Saturday, 13 October 2012

Company Linked to Meningitis Scare Besieged as deaths Rise




CHICAGO (Reuters) -The company that produced contaminated medications linked to an unprecedented fungal Meningitis outbreak faced mounting scrutiny on Saturday over whether it illegally sold drugs to medical facilities, as the death toll from the disease grew to 15.
The Centers for Disease Control and Prevention (CDC) said another person died from meningitis, the second death in Indiana. The number of cases of the disease reported reached 201 in 14 states, according to the CDC and state officials.

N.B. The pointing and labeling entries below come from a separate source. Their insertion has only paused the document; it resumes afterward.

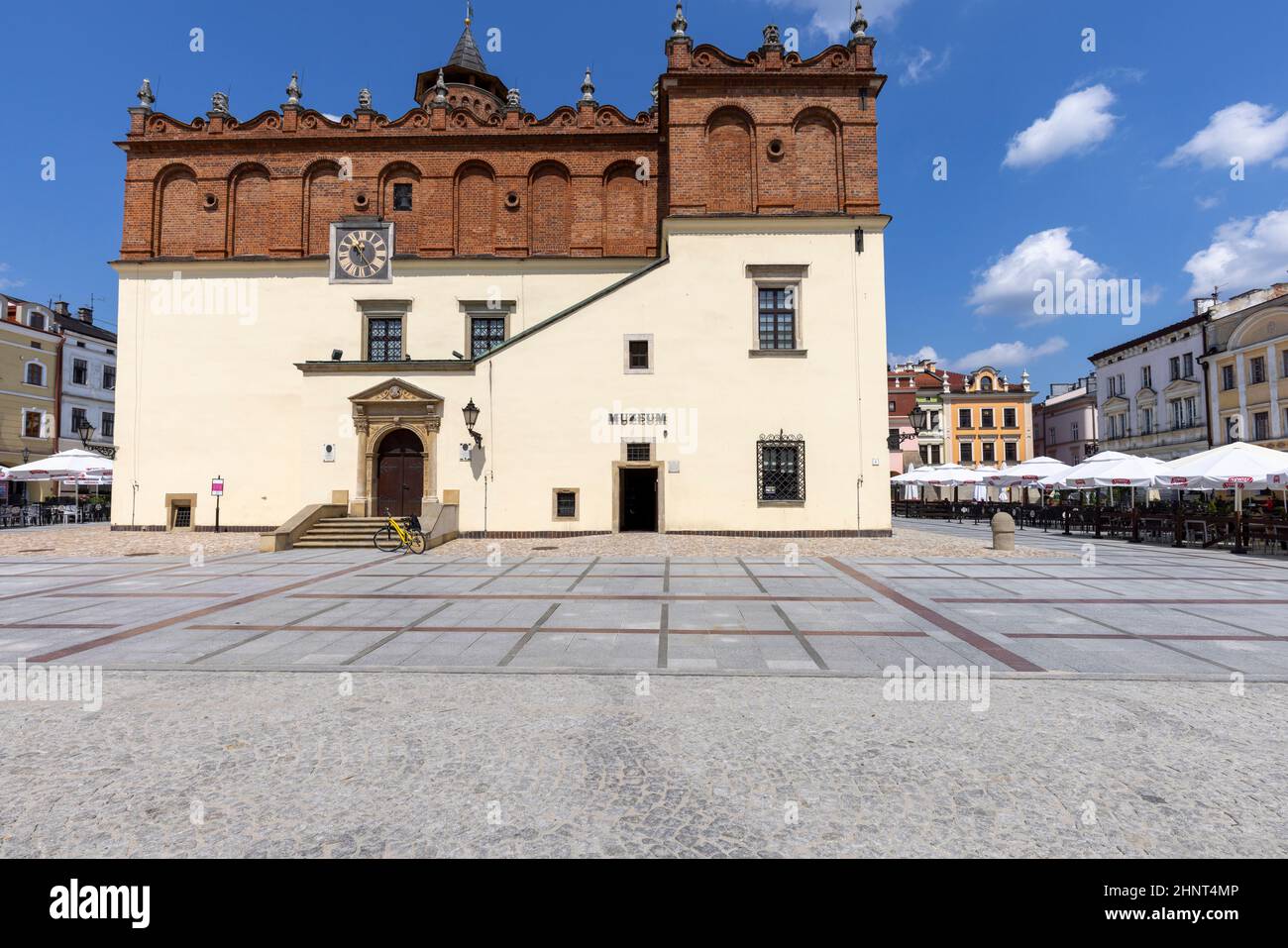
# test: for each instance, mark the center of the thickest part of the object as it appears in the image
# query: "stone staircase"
(342, 533)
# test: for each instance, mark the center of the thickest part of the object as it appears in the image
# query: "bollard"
(1004, 532)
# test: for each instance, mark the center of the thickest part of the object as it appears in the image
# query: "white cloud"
(833, 17)
(1010, 355)
(1243, 130)
(923, 65)
(1078, 123)
(926, 352)
(1006, 287)
(1243, 256)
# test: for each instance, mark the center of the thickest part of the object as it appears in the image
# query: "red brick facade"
(764, 134)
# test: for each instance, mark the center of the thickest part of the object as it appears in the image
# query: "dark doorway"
(399, 474)
(639, 500)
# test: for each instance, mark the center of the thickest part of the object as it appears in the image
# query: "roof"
(467, 53)
(1147, 337)
(77, 326)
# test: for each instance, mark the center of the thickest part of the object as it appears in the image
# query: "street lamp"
(86, 430)
(472, 417)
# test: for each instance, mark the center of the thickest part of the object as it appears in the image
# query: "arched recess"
(395, 175)
(176, 210)
(623, 211)
(250, 218)
(550, 210)
(730, 138)
(818, 161)
(323, 205)
(476, 210)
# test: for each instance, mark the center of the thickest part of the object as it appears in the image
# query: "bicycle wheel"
(386, 540)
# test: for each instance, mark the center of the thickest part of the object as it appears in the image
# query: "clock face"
(361, 254)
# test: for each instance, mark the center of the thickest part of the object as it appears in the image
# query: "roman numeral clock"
(362, 252)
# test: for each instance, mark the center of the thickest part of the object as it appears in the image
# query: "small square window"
(402, 197)
(566, 504)
(638, 355)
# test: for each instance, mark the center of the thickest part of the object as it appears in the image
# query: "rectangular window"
(778, 317)
(384, 339)
(485, 334)
(1261, 425)
(566, 505)
(639, 355)
(1257, 368)
(781, 471)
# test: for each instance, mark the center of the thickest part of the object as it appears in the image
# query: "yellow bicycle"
(395, 536)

Illinois reported its first case of meningitis from a steroid injection and New Hampshire officials reported that state's first four confirmed cases from the outbreak, which showed no signs of abating.
Tennessee is the worst affected state with six deaths and 52 cases followed by Michigan with three deaths and 41 cases, including one case of an infection that has not been confirmed as meningitis.
As federal and state authorities scrambled to contain the outbreak, investigators were trying to determine how the medication produced by New England Compounding Center was contaminated and whether its sprawling drug supply business complied with licensing laws.
A series of emails between the company and a clinic in Mississippi reviewed by Reuters show that NECC sold drugs without requiring physicians to supply individual patient prescriptions. The customer confirmed that NECC supplied the clinic with drugs without patient names or prescriptions, which are required by a number of states including Massachusetts, where the company is based.